For me, this is not the time to confuse them with religious concepts that are shaky, at best, and cruel, at worst. Because they believe in one thing right now more than any: me and what I tell them.

So, what do we do with our time? Actually, we do things that are quite nice. Our closest thing to a Sunday routine is for one of us to run out for bagels, coffee, and the New York Times  while the kids sleep in. Chris and I read and chat, the kids roll out of bed and putz around with their toys and bikes. Last Sunday, we called up our neighbors, now good friends, and went for a multi-family hike in the Santa Cruz foothills.  Sometimes I go for my long run or Chris takes his long bike-ride. It’s unusually quiet out, as Sunday morning is the only time Palo Altans take a break from being ambitious. Maybe they’re all in church.
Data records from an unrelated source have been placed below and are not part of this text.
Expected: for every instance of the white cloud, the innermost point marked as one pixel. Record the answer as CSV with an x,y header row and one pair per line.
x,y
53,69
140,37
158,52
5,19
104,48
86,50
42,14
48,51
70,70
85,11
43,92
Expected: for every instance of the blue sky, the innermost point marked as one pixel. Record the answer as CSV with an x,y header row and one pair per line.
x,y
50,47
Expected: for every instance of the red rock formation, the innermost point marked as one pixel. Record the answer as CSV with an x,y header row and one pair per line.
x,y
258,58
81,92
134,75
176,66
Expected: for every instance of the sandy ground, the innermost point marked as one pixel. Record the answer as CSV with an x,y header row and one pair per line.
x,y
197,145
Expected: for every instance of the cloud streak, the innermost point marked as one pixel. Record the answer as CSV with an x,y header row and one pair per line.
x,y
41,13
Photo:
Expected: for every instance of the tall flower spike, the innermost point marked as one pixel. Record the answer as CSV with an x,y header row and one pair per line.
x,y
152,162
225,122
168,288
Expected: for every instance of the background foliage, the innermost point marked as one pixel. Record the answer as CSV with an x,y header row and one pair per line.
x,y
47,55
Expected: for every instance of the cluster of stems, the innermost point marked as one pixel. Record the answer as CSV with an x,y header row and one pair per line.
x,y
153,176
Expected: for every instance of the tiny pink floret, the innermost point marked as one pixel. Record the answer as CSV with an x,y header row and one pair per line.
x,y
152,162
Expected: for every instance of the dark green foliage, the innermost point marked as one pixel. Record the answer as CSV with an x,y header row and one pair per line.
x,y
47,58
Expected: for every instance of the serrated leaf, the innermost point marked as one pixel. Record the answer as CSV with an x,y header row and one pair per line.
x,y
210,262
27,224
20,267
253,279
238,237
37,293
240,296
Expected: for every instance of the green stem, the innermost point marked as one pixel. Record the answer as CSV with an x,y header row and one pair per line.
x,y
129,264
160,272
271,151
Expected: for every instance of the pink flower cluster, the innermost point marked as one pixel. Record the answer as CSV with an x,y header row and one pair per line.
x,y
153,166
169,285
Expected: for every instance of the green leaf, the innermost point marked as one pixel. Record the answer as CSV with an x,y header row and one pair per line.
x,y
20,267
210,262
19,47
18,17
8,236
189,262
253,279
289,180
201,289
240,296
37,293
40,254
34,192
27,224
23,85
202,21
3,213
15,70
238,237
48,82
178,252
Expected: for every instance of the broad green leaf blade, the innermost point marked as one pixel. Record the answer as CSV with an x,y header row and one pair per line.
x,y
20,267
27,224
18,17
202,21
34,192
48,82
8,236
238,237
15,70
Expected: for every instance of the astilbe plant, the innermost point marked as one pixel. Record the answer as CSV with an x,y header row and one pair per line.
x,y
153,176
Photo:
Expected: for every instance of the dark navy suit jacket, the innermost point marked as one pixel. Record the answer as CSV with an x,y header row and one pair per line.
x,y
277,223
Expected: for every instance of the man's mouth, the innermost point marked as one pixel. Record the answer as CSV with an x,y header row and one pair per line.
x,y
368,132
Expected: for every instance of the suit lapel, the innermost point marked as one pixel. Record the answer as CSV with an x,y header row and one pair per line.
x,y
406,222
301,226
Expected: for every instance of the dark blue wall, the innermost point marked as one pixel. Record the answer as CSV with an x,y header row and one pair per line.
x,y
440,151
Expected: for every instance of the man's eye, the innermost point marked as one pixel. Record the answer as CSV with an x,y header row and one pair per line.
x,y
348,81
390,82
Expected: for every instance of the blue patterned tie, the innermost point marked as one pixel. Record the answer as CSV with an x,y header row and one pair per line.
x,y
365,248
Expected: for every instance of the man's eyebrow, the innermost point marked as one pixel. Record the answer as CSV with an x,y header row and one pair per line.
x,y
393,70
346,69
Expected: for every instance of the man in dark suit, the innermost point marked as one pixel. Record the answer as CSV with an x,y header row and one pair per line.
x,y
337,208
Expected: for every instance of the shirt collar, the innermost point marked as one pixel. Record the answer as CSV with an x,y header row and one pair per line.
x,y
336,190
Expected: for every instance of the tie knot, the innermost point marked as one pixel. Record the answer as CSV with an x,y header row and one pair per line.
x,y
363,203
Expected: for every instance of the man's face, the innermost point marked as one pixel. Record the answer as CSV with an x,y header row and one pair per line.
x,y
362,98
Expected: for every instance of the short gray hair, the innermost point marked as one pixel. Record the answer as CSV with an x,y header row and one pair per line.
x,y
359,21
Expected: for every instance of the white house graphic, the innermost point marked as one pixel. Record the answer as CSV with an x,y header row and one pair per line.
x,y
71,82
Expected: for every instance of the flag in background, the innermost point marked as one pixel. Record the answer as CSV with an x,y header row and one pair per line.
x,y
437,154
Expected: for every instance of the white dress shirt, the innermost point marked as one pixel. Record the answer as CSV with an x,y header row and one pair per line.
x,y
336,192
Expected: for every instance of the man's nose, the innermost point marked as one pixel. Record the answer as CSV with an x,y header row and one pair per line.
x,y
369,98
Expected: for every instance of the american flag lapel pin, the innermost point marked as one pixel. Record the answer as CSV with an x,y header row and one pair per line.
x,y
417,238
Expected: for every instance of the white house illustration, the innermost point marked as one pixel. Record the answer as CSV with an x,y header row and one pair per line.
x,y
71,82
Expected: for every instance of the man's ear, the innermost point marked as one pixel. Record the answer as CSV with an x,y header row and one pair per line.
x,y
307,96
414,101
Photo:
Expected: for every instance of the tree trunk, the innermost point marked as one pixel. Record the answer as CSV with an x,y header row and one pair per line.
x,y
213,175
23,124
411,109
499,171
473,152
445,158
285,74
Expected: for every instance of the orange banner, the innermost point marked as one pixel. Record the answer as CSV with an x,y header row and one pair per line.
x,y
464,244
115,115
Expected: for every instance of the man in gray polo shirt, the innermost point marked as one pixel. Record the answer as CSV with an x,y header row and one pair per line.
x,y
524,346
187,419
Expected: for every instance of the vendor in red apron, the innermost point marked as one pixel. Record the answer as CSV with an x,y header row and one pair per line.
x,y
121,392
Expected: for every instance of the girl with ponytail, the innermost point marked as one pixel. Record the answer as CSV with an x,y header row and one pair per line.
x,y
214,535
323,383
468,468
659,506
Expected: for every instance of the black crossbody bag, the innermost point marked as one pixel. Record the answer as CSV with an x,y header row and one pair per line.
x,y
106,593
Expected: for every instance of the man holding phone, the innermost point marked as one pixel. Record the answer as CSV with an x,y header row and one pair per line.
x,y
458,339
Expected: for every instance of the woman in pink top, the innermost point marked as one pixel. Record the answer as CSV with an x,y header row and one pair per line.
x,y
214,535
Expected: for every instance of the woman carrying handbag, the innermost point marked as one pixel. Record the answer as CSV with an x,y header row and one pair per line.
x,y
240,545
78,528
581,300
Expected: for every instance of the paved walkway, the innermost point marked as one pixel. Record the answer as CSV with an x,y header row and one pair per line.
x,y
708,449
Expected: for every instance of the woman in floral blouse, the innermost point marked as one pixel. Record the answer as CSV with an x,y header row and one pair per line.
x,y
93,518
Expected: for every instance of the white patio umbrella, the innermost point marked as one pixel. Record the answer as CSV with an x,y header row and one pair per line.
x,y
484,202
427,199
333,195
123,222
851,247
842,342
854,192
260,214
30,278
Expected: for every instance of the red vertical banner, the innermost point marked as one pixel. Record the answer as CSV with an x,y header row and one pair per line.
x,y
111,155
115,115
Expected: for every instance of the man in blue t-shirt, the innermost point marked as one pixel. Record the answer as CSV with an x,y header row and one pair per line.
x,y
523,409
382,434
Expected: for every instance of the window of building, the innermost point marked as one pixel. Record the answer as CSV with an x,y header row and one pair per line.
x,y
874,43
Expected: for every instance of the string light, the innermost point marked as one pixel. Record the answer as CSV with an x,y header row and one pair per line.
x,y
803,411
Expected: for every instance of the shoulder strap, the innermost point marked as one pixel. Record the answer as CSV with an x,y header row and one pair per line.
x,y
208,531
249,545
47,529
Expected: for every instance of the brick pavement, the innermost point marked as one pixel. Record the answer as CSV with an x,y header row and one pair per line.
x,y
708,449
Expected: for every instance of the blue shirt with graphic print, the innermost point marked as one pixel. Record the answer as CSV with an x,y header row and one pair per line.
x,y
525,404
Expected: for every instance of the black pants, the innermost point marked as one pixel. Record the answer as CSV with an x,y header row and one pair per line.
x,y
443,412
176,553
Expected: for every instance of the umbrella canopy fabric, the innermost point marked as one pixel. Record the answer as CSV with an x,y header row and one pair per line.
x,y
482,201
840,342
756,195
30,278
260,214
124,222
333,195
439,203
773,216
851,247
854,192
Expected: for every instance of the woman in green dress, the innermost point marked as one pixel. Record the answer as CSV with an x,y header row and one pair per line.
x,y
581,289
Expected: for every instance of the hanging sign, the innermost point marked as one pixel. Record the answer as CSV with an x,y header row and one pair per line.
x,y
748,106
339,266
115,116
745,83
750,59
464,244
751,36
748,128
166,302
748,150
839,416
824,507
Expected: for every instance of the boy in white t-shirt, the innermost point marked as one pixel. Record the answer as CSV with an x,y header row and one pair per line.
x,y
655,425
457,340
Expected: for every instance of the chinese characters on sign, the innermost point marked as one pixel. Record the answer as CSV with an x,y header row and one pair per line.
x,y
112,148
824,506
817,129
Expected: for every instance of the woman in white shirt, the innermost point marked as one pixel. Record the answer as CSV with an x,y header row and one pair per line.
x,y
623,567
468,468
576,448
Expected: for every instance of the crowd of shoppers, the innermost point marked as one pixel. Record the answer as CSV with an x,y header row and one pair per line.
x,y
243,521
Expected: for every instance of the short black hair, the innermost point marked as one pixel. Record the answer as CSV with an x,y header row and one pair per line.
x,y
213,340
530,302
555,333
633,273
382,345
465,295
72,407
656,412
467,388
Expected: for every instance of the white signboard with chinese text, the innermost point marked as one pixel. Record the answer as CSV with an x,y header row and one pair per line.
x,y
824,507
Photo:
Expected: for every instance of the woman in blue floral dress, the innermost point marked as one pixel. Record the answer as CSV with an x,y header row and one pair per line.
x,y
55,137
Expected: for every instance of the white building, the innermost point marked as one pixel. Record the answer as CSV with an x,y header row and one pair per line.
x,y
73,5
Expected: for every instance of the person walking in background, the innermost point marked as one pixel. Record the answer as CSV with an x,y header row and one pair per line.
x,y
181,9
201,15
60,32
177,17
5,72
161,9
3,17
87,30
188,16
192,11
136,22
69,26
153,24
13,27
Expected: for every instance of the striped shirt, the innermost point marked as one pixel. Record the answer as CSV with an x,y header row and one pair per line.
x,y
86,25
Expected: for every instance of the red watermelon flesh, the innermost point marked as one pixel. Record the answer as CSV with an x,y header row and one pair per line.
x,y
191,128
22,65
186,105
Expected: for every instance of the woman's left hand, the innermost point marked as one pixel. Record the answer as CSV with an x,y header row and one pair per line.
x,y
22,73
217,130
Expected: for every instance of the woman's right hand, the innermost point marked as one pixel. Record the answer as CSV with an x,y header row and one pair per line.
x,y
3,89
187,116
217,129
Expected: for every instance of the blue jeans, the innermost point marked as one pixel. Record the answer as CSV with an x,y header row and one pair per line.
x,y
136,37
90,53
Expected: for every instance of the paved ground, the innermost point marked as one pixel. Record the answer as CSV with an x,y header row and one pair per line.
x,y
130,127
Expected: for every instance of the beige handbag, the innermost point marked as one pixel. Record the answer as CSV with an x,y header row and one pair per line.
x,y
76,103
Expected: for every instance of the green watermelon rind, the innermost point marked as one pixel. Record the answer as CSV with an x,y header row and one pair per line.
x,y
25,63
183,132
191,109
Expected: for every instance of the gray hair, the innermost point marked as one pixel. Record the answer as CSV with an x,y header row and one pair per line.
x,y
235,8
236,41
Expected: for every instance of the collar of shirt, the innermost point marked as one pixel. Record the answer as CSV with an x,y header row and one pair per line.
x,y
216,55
But I wouldn’t worry too much, if I were you, that those of us who don’t go are missing out. I mean, I get why you do, just like I worry people who haven’t tried yoga, or visited Mexico, or smoked pot, are missing out. (Maybe all three at once?) Chances are, the non-church-goers know what they’re missing, and this is why they’re choosing to miss it. We are friends with many of these types and together, we make up a different kind of community. We depend on each other for the casseroles and baby-sitters and strong shoulders to lean on. At our home, instead of prayer, we go around the table before we eat and tell each other what we’re thankful for. We celebrate the equinox and solstice and the natural world. (This is not the same thing as worshiping the devil, which I’m pretty sure I was told at some point when I was a child.)  And there are always people like you, Katie, who bring the food and love and support anyway, even to people like me, who don’t go to church.